Se me antoja un gesto de resurrección, como si dijera “Talitha Kum”… Es su danza una puesta en escena del Cantar de los Cantares:
"Levántate, amada mía, ven conmigo preciosa. Mira que ya no hace frío y ha dejado de llover. ¡Han nacido flores nuevas y los pájaros han vuelto a cantar! El arrullo de la tórtola se escucha en nuestra tierra..." (Cant 2, 10-13).
Como si anunciara, en medio de la muerte hiriente y absurda, la resistencia de
la Vida, la potencia regeneradora del Amor. Su danza anuncia que el Amor es
quien tiene la última palabra, que el Amor es el arma más poderosa, que el Amor
no conoce las barreras de la muerte.
Veo
en ese varón que danza, la imagen de lo que hombre y mujer están llamados a
vivir en la sociedad y, desde luego, en la Iglesia. Ser compañeros de baile.
Compañeros creativos, respetuosos, amables. Aprendices de la armonía que posee la
música de fondo que suena para todos/as.
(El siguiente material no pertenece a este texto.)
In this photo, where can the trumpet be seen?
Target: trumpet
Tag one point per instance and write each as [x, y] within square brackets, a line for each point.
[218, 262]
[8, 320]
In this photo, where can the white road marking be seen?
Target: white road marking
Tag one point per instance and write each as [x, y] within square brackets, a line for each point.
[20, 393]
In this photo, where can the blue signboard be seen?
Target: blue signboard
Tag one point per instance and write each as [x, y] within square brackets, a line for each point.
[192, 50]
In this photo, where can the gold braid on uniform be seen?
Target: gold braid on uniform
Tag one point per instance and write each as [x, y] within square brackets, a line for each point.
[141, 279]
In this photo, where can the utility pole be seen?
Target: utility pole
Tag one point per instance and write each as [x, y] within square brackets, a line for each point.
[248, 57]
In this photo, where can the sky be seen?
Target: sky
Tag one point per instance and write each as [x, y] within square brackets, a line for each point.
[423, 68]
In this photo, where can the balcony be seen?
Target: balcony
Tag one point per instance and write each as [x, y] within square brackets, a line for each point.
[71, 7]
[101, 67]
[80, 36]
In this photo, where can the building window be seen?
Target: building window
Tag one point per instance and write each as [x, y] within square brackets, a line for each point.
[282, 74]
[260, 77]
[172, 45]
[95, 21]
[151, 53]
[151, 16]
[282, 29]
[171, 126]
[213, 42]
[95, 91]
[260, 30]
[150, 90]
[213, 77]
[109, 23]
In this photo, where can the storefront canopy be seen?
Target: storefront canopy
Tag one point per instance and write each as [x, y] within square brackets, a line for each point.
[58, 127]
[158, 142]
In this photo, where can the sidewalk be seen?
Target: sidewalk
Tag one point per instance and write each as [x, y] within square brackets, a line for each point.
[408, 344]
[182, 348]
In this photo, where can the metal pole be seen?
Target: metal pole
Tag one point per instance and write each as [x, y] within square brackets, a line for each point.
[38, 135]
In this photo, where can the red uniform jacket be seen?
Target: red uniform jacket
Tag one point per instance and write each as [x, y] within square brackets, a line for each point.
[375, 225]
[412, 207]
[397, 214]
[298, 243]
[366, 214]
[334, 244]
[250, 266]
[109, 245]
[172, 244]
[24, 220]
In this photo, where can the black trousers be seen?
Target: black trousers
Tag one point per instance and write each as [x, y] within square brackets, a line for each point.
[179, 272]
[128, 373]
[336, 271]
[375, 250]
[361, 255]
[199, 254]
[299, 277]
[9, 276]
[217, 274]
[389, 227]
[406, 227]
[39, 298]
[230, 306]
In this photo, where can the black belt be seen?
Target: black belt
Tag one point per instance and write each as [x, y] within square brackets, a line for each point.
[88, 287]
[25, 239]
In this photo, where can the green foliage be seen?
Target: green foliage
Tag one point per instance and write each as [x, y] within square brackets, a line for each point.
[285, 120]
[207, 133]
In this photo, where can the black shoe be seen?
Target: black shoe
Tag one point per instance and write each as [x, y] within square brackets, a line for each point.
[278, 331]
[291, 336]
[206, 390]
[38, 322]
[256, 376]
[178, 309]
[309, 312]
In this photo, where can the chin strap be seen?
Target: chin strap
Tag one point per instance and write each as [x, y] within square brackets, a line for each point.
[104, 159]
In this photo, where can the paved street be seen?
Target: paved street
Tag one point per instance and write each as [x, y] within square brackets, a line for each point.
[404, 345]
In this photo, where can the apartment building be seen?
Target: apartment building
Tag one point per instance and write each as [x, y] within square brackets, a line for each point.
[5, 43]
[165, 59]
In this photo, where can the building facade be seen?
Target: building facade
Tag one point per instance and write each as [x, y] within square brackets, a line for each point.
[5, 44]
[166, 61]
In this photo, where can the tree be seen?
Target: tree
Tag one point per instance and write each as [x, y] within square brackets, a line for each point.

La música del Amor que da sentido y
raíz a la Vida, el Amor que nos eleva y hace danzar aunque vengan
“maldadas”. Esa es nuestra común vocación.
No puedo evitar, por
último, leer ese gesto desde mi sensibilidad de imperfecta seguidora de Jesús y
ver en ese hombre una parábola del Dios danzante, del Dios bailarín que danza
con nosotros la Danza de la Vida aún en la muerte causada por la ceguera y
locura humanas. Danza de lo humano y lo divino que en Jesús de Nazaret confluyen en inseparable unión. Danza sorprendente, preludio de Resurrección, del Aleluya eterno que está
invitada a cantar y danzar toda la Humanidad:
"HAY QUE SEGUIR, SER ALEGRE, SER LIGERO..."
Quiero vivir así: quiero se alegre aún con el sufrimiento que la vida me traiga, quiero ser ligera aún cuando el entorno se me antoje tan rígido y enquistado. Quiero danzar suave y grácil y, sobre todo, acompañada, la Danza sin fin de la Vida que se me ha regalado.